This disorder results from skeletal muscle injury leading to the release of the damaged cellular constituents into the extracellular fluid. Rhabdomyolysis is a potentially fatal disorder and is an etiology of acute renal failure . Common causes of rhabdomyolysis include physical overexertion, especially in hot and humid climates, muscle crush injuries, alcohol and heroin abuse, hypokalemia, and hypophosphatemia. Exercise induced rhabdomyolysis is seen almost exclusively in men even though women commonly participate in strenuous activity.
Symptoms of rhabdomyolysis include an acute illness shortly after the precipitating event characterized by fever, weakness, and muscles that are painful, swollen, and tender. Nausea and vomiting are commonly associated with the acute event.
Darkening of the urine is a commonly associated abnormality. Dark urine may be secondary to one of four etiologies: myoglobinuria, hemoglobinuria, porphyria, or hematuria. The urine of porphyria, unlike the other etiologies, will not yield a positive hematest on dipstick. Also, patients with acute intermittent porphyria and porphyria cutanea tarda will give a history of urine that went from colorless to red or brown after exposure to light. Patients with erythropoietic uroporphyria will have red or pink urine but will also develop vesicular skin lesions on exposure to light, and this will occur at an early age. Myoglobin, unlike hemoglobin, does not bind to haptoglobin when released into the plasma; therefore, myoglobinuria, which occurs secondary to myoglobinemia (the result of muscular damage), is not associated with a decreased serum haptoglobin level as is hemoglobinuria. Hemoglobinuria means free hemoglobin is present in the urine. This uncommon lab abnormality is usually the result of intravascular hemolysis. A quick and effective method to differentiate hemoglobinuria from myoglobinuria is to examine the patients plasma, which will be red with hemoglobinuria but will appear normal with myoglobinuria. Myoglobinuria and hemoglobinuria may be differentiated from hematuria in that all will have a dipstick positive hematest, but only hematuria will have red blood cells present on microscopic examination of the urine.
Rhabdomyolysis is characterized by an elevated CK level usually into the thousands (this is characteristic of rhabdomyolysis). Laboratory abnormalities often associated with rhabdomyolysis include hyperkalemia, hyperuricemia, hypocalcemia (this is a finding early in the disease course), metabolic acidosis with an elevated anion gap, hyperphosphatemia, hypermagnesemia, and hypercalcemia (this occurs later in the disease course). If myoglobin induced nephrotoxicity occurs, acute renal failure (ARF) may be present. With rhabdomyolysis induced acute renal failure, the rise in serum creatinine is often rapid with daily increases of 1 mg/dL or more. Acute renal failure associated with rhabdomyolysis is different from other causes of acute tubular necrosis (ATN) in that the fractional excretion of sodium (FENa) is low (<1%) whereas other causes of ATN have an elevated FENa (>3%).

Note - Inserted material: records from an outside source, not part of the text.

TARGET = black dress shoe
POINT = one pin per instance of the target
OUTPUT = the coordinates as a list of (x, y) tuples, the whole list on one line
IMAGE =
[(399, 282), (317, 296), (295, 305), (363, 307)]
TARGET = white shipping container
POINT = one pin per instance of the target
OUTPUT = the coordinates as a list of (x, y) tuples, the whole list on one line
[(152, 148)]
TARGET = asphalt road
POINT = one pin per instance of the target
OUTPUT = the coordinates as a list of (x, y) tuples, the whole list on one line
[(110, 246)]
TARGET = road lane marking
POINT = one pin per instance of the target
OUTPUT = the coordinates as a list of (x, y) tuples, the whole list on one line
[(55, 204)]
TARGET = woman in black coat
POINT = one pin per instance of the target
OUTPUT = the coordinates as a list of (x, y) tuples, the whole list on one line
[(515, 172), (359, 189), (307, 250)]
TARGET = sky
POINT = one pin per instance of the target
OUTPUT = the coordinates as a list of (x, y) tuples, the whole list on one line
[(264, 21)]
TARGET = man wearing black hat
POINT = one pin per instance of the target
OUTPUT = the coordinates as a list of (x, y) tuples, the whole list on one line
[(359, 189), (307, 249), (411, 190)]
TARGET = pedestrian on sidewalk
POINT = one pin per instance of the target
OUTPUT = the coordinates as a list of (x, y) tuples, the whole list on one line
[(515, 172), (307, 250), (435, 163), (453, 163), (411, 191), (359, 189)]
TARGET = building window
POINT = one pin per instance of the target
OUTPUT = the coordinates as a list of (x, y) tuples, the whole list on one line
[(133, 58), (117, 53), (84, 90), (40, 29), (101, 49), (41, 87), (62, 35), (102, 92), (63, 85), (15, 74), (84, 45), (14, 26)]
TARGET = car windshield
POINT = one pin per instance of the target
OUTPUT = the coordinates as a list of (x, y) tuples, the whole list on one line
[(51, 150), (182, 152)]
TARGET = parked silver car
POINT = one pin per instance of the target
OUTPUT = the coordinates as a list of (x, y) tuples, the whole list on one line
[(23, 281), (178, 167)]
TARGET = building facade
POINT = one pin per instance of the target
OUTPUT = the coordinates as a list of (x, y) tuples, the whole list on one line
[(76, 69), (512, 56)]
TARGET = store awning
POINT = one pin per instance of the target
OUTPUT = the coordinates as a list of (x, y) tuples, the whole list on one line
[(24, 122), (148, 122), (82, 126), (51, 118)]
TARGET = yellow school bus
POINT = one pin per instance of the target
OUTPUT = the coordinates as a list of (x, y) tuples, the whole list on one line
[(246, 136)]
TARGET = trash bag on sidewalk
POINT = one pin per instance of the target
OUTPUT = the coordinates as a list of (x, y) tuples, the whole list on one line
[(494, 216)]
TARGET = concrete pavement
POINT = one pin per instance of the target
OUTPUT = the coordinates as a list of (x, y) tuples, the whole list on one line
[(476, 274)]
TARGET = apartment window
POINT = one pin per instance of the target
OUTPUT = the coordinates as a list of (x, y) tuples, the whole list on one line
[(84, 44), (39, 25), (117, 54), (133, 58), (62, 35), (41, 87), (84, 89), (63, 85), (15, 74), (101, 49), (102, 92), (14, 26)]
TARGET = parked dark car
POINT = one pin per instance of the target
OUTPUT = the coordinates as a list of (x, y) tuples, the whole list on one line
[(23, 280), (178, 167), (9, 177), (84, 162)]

Therapy for rhabdomyolysis includes aggressive intravenous normal saline resuscitation. If oliguria is still present after adequate intravenous fluids, intravenous furosemide (40-120 mg) and/or a single dose of mannitol (100 ml of 25% solution IV over 15 minutes) is prudent. The plasma osmolality and osmolal gap (measured osmolality minus calculated osmolality) should be followed serially during mannitol therapy and treatment should be discontinued if there is a lack of diuretic response or if the osmolal gap rises above 55 mOsm/kg. An adequate volume status with good urine output are important goals of therapy acutely and diuretics should be withheld until this is acheived. Some physicians favor alkalinization of the urine with intravenous sodium bicarbonate therapy. This is controversial because even though acidic urine promotes myoglobin nephrotoxicity, the administration of bicarbonate to rhabdomyolysis patients may also promote enhanced deposition of calcium salts in the injured muscles. The serum levels of bicarbonate, calcium and potassium along with the urine pH should be monitored during sodium bicarbonate therapy and treatment should be discontinued if there is a lack of diuretic response or if the urine pH does not rise after 4 to 6 hours. Supportive measures include managing electrolyte abnormalities. Hyperkalemia, which is potentially fatal when associated with oliguria or anuria, may be treated with Kayexalate (15-60 gm PO or 30-50 gm via retention enema). Hyperphosphatemia usually does not require treatment, but if it is severe, therapy may be offered in the form of aluminum hydroxide (600 mg or 5 ml PO Q 4 hours). Hypocalcemia results secondary to the deposition of calcium salts in the damaged muscles. Therapy for hypocalcemia should be withheld as the calcium salts deposited in the damaged muscles are mobilized during the diuretic phase of the associated acute renal failure and result in hypercalcemia, which may be fatal. If the initially low calcium was treated with calcium supplements, this will exacerbate the later occurring hypercalcemia and may even promote fatal levels of hypercalcemia.